Avec Nix, il est nécessaire d'apprendre un nouveau DSL (le langage d'expression Nix), pour l'utiliser, le paramétrer, créer des paquets, ... Guix demande d'apprendre un langage assez ancien, Scheme (plus précisément l'implémentation Guile de GNU). L'avantage de Guile, c'est son homoiconicité : les données et les programmes ont la même représentation. On s'en sert pour créer ce qu'on appelle des G-Expressions. En gros, au lieu d'utiliser le langage Nix pour concaténer des chaînes de caractères qui représentent des scripts shells (ou bien d'autres langages) à passer au démon Nix, on utilise Scheme pour créer des programmes Scheme à passer au démon Nix, ce qui de mon point de vue est bien plus propre.

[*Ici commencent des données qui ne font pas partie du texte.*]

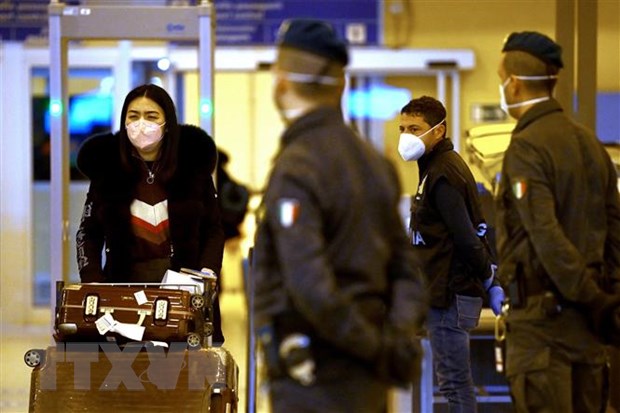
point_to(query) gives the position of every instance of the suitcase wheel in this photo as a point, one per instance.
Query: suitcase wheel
(193, 340)
(198, 301)
(34, 357)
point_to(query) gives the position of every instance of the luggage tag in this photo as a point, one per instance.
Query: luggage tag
(105, 323)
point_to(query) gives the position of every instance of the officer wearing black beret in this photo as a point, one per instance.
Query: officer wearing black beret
(338, 302)
(558, 234)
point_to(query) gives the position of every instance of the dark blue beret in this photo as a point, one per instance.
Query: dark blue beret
(313, 36)
(536, 44)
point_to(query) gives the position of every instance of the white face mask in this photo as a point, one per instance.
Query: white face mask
(502, 95)
(411, 147)
(144, 134)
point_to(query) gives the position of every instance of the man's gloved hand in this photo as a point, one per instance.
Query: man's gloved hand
(494, 291)
(399, 360)
(496, 299)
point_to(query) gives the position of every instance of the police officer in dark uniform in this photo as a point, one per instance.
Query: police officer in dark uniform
(558, 230)
(448, 233)
(338, 302)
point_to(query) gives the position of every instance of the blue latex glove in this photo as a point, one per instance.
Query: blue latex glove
(487, 283)
(496, 299)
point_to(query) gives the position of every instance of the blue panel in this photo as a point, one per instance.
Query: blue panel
(238, 22)
(251, 22)
(608, 117)
(20, 19)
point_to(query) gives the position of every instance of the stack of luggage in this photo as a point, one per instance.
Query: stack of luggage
(135, 347)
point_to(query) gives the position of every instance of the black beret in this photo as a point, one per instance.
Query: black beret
(536, 44)
(313, 36)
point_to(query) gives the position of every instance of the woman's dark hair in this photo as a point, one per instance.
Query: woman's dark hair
(167, 162)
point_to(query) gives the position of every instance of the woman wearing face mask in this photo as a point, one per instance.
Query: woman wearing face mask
(448, 234)
(151, 204)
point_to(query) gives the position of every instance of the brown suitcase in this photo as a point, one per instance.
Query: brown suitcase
(105, 377)
(166, 314)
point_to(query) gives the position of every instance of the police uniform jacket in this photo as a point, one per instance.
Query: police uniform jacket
(558, 207)
(449, 268)
(196, 235)
(331, 246)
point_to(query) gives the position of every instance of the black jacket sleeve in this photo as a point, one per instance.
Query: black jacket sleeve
(89, 244)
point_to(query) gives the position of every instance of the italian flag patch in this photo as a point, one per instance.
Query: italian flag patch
(288, 211)
(519, 187)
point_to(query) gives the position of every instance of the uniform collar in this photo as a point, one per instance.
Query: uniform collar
(537, 111)
(442, 146)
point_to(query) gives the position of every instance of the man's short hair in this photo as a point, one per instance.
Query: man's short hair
(426, 107)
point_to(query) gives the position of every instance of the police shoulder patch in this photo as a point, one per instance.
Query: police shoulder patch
(288, 211)
(519, 187)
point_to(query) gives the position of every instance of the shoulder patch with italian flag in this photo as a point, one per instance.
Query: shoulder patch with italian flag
(288, 211)
(519, 187)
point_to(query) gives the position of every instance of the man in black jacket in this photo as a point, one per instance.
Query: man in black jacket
(448, 233)
(558, 232)
(338, 301)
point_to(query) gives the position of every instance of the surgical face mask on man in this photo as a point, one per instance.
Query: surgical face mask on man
(411, 147)
(144, 134)
(502, 94)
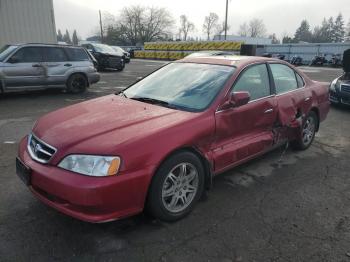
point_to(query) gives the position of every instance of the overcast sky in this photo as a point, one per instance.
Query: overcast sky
(280, 16)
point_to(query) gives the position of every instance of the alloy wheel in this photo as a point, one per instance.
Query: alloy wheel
(180, 187)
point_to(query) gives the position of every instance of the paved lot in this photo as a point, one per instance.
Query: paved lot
(291, 207)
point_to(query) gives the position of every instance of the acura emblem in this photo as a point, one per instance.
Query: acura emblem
(37, 148)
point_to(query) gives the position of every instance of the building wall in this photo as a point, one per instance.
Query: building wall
(306, 51)
(25, 21)
(246, 40)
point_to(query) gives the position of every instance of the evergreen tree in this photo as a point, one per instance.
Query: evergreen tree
(303, 33)
(59, 36)
(66, 37)
(75, 39)
(339, 30)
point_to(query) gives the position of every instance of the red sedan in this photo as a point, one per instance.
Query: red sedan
(157, 144)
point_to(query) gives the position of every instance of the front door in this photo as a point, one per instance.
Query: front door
(243, 132)
(24, 69)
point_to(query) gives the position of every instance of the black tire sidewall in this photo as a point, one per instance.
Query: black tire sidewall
(71, 89)
(154, 201)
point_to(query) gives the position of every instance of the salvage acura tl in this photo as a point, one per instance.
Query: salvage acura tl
(157, 144)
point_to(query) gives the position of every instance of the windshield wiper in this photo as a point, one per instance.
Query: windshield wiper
(121, 93)
(154, 102)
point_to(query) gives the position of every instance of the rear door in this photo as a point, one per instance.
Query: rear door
(246, 131)
(79, 58)
(24, 69)
(57, 65)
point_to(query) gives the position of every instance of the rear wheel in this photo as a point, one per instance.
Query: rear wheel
(77, 83)
(176, 187)
(308, 132)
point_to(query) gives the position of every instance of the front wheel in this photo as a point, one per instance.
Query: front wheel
(308, 132)
(176, 187)
(77, 83)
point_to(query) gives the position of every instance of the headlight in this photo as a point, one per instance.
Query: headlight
(98, 166)
(334, 84)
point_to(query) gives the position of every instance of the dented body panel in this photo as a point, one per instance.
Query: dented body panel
(144, 135)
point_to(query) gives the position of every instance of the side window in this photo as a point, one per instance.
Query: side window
(77, 54)
(55, 54)
(300, 80)
(254, 80)
(28, 55)
(284, 78)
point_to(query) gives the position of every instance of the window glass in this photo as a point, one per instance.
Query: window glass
(77, 54)
(284, 77)
(192, 87)
(300, 80)
(28, 55)
(55, 54)
(254, 80)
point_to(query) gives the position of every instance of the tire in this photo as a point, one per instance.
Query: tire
(77, 83)
(308, 132)
(173, 195)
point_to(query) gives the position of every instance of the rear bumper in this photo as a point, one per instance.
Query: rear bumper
(94, 78)
(86, 198)
(339, 97)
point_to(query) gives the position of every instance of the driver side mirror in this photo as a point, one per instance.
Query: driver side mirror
(236, 99)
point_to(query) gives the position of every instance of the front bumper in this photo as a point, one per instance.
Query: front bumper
(90, 199)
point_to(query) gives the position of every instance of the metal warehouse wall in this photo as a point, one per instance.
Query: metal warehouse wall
(23, 21)
(306, 51)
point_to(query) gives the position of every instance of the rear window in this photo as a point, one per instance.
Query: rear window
(77, 54)
(55, 54)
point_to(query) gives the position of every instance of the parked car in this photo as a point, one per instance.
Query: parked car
(340, 87)
(126, 55)
(318, 60)
(297, 60)
(41, 66)
(132, 49)
(156, 147)
(106, 56)
(210, 53)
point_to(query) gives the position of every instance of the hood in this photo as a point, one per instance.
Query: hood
(115, 118)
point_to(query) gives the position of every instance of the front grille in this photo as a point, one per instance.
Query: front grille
(39, 150)
(345, 88)
(114, 61)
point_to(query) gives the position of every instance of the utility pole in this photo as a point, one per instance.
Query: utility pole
(226, 19)
(101, 27)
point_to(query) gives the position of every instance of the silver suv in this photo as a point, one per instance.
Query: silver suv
(41, 66)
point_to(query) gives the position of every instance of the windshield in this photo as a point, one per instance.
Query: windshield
(104, 48)
(5, 51)
(189, 86)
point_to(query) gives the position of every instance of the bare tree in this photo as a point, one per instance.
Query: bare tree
(138, 24)
(221, 28)
(243, 29)
(185, 26)
(257, 28)
(210, 24)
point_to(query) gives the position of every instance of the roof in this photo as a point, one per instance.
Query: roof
(42, 44)
(230, 60)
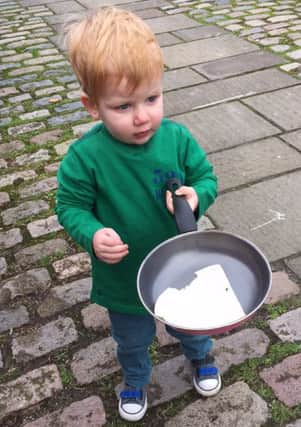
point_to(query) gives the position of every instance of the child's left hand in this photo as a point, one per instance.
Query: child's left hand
(188, 192)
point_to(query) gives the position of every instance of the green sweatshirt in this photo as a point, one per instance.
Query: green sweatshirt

De la même manière, on s'intègre un peu mieux avec le reste du système, notamment parce que le PID 1 est le Shepherd, écrit et configuré en Scheme. Pareil pour le démon de taches récurrentes mcron, écrit et configuré en Scheme.
Aillant eu plus de temps pour maturer, Guix propose aussi des interfaces de programmation de plus haut niveau. Si Nixos manipule directement des dérivations (des fonctions écrites en Nix), Guix propose d'utiliser des notions de plus haut niveau (paquets, origines, simili-fichiers, système d'exploitation, service, ...) qui permettent entre autre l'héritage et ont une structure de base bien plus stricte (et donc compréhensible) qu'une simple fonction. Ces objets sont ensuite traduits en dérivation pour que le démon puisse faire son œuvre.
Guix prend aussi position idéologiquement et techniquement sur certains aspects : elle respecte les FSDG (Free Software Distributions Guidelines) et ne propose donc pas de logiciel non-libre. Elle insiste aussi beaucoup sur la reproductibilité (comme Nix) et la possibilité d'amorcer les logiciels. C'est une différence qui me tient beaucoup à cœur, même si ça veut dire qu'il y a moins de paquets qui arrivent à passer les standards de qualité de Guix. On peut toujours créer un canal pour les paquets qui n'ont pas encore atteint la maturité suffisante pour passer ces critères.